First, it must be noted that hearing aids – regardless of how well-crafted they are or what their initial price was – sometimes fail, or start to perform incorrectly. The surroundings that hearing aids inhabit – your ear canals – is an inhospitable one for advanced electronic devices, filled with ear wax (cerumen) and moisture. Both moisture and ear wax are natural, but your hearing aids dislike them both. Moisture can harm the tiny electronics while wax can ‘gum up’ the inner workings. Add to these two factors breakage (from inadvertently dropping the aids) and normal wear and tear (as inner tubing or parts degrade), and you can safely bet that at some point your hearing aid will need either replacement or repair.

One of the factors that should most affect your decision to “repair or replace” is whether you like your present hearing aids. If you do (as a lot of wearers of older analog hearing aids do), it may be better for you to have them fixed than to change to newer digital hearing aids with a different set of sound characteristics.

A second factor to consider, naturally, is price – whereas a brand new set of hearing aids could cost thousands of dollars, your current aids might cost only a few hundred dollars to fix. This monetary issue can be affected by insurance, however, which in some instances covers replacement hearing aids, but won’t cover having existing aids fixed.
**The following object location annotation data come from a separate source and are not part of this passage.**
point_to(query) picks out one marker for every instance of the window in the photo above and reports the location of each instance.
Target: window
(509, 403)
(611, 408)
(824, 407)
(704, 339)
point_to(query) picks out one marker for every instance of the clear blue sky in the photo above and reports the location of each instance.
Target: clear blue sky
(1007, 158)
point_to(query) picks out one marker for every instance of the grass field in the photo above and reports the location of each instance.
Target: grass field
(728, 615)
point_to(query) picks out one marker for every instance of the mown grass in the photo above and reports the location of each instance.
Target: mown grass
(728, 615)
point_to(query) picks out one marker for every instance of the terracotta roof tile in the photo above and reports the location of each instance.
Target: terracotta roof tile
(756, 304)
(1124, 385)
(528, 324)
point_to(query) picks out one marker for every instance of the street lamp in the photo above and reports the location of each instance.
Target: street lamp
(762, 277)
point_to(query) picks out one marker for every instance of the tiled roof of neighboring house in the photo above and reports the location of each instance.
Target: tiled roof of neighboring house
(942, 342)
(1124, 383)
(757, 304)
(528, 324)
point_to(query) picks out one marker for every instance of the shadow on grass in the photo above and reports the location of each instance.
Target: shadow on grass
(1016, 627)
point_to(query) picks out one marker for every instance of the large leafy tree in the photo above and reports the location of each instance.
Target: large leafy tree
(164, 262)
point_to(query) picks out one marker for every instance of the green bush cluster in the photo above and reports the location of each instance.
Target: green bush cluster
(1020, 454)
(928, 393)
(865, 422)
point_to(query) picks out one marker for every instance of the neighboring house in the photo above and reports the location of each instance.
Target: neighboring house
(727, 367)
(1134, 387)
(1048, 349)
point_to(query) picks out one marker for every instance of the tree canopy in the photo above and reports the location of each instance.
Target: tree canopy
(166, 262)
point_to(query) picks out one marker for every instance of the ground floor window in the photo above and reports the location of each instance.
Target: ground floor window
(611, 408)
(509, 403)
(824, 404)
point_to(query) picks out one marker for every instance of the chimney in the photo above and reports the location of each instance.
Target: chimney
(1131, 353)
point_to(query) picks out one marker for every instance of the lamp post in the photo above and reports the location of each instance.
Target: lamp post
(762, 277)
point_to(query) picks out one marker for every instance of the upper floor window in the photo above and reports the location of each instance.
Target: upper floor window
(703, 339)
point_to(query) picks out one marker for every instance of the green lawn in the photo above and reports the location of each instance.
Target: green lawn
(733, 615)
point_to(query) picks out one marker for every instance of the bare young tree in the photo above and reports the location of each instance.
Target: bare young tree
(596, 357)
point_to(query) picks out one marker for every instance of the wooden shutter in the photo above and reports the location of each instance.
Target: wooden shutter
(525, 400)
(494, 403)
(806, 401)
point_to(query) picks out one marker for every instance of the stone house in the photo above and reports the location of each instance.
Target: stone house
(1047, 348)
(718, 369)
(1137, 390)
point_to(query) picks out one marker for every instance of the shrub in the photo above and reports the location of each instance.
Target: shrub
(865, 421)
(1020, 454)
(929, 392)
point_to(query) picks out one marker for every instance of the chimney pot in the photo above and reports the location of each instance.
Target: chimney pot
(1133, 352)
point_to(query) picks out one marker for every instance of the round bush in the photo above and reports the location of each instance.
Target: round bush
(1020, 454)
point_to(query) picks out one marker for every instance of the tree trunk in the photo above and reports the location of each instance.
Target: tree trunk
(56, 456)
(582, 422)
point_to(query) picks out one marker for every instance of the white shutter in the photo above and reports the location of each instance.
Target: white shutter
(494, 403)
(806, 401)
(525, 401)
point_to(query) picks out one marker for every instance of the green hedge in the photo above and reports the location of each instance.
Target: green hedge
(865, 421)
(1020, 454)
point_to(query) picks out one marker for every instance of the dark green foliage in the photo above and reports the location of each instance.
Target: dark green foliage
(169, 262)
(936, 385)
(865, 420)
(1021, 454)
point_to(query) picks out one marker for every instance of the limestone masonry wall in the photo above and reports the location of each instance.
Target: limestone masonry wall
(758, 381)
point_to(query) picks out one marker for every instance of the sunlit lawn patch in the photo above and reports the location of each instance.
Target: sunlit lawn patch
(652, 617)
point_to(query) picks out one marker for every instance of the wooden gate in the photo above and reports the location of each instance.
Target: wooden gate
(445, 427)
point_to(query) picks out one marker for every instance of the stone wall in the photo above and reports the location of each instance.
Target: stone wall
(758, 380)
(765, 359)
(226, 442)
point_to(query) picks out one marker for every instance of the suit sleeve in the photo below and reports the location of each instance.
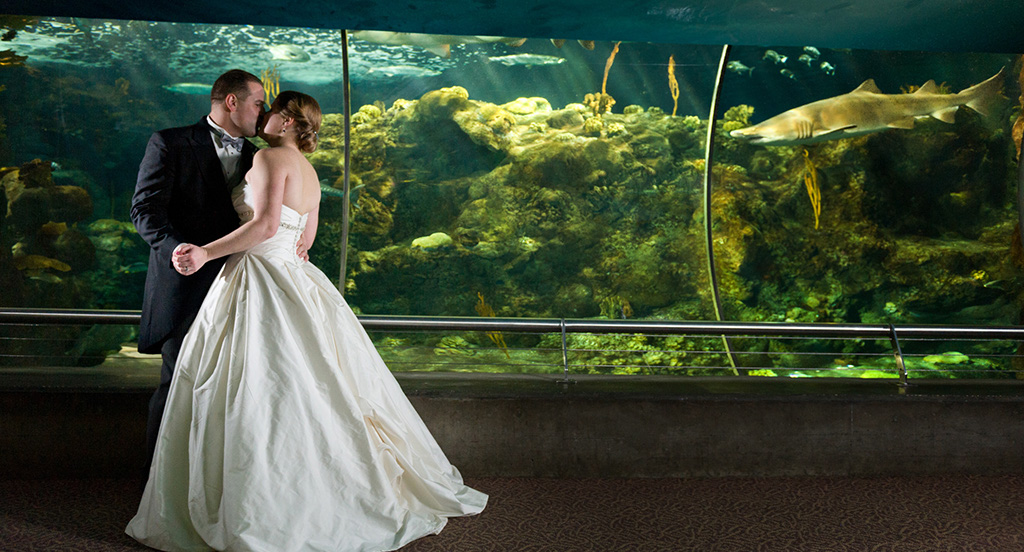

If you decide to go after a repair, the next natural question is “Should I return them to where I purchased them?”While internet advertisers will try to position your community audiologist as merely a middle-man, that’s not true. There are numerous benefits of staying local. First off all, they can establish if repairs are in fact needed. Second, they might be able to get the repairs done on site decreasing the length of time you are without your hearing aid. If they need to send the hearing aid back to the manufacturer or outside lab for major repairs, they will make the process easy for you and you may even get a better rate because they work in bulk.

If you decide to replace your hearing aids, more choices are open to you. Take the time to understand the technological advances since the last time you purchased and be open to newer designs. More recent digital hearing aids have additional features that may help your hearing and can be more easily adjusted to perform the way you need them to. The answer to this “replace or repair” question is still up to you, but we hope that the information we have presented will help you.